Jinso-Pavilion Wins Dutch National Steel Prize 2010 - Architects' Guide to Glass & Metal

Jinso-Pavilion Wins Dutch National Steel Prize 2010

October 20th, 2010 | Category: Industry News

The cepezed-designed Jinso-pavilion on the Arena Boulevard in Amsterdam has won the Dutch National Steel Prize 2010 in the commercial and industrial buildings category. The prize was presented during National Steel Day October 14. With the Jinso-pavilion, cepezed has won its sixth National Steel Prize. The office also won two Belgian and two European Steel Prizes.

According to a statement from the jury, chaired by architect Hans van Heeswijk, they valued the way the pavilion blends in with its large-scale and crowd-intensive surroundings.

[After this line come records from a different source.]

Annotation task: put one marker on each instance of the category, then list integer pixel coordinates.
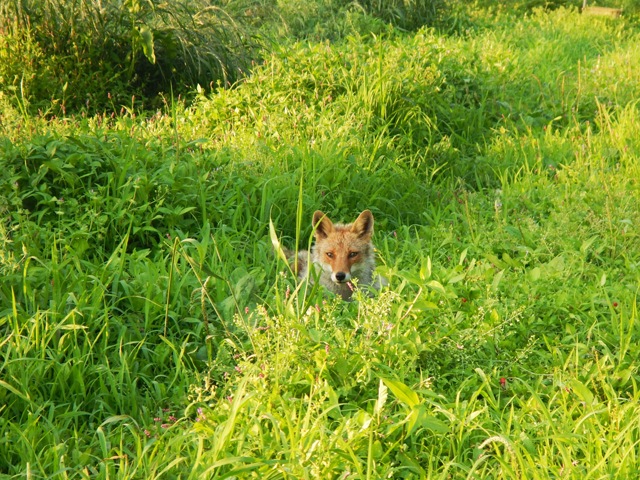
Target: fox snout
(340, 277)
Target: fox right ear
(322, 225)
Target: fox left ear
(363, 226)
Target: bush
(96, 55)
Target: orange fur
(341, 253)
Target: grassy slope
(147, 330)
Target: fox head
(344, 251)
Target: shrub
(98, 54)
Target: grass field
(147, 330)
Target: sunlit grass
(148, 330)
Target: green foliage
(147, 329)
(94, 55)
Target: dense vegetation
(147, 330)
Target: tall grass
(148, 331)
(96, 55)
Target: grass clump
(147, 329)
(86, 55)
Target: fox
(342, 253)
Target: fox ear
(363, 226)
(322, 225)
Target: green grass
(147, 330)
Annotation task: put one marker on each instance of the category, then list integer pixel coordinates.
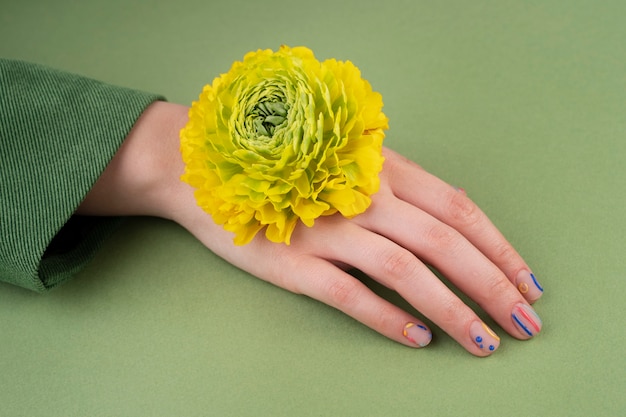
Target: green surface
(521, 103)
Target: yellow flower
(283, 137)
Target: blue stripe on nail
(536, 283)
(528, 332)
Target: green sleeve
(58, 132)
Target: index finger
(411, 183)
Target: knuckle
(399, 264)
(343, 293)
(505, 254)
(498, 288)
(448, 312)
(383, 317)
(463, 211)
(442, 238)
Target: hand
(415, 220)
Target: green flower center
(267, 116)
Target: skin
(414, 220)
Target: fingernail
(484, 337)
(459, 189)
(418, 334)
(526, 320)
(528, 285)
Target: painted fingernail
(418, 334)
(526, 320)
(484, 337)
(528, 285)
(459, 189)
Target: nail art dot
(523, 288)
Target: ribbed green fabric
(58, 132)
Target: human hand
(415, 220)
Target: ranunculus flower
(283, 137)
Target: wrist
(143, 178)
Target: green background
(521, 103)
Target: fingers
(412, 184)
(321, 280)
(455, 257)
(400, 270)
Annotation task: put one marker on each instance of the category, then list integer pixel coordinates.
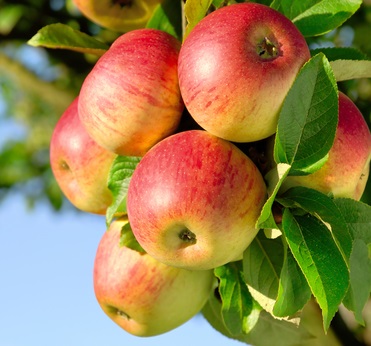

“Until now, the idea to solve the roof stability three-dimensionally with a compound ring beam was only known of stadiums. Such an employment on this small scale is cunning and sophisticated … The execution is handsome, with cold-bent glass and slender steel profiles; the constructive versatility of steel has ingeniously been used. The details have been designed with great care. In the aggressive surroundings of the soccer stadium, cinema multiplex, music hall and bill boards, this structure easily stands its ground … Creations like these make a complete area more attractive and more refined for the general public.”

The 2008-built Jinso-pavilion is an extension to an Asian catering pavilion also designed by cepezed in the 1990s. Due to the scale enlargement of the entire area during the last decade, the Municipality of Amsterdam requested that the owner and operator invest in an expansion.

The original building consists of an elongated, two-story box measuring 20 by eight metres. In the initial designs, the extension involved a skin of ETFE cushions that constituted a roofed-over winter garden that stretched over the pavilion. The concept eventually evolved into a transparent glass oval, more than 12 metres high and measuring 43 by 30 metres in length and width.

The façade consists of cold-bent insulating glass, which was bent and placed on the site itself. On the ground floor, the façade can be opened more than three quarters of its length through the use of a facetted folding wall in which every separate part has a different radius. The façade accommodates three stability crosses, of which two are situated at the heads of the oval.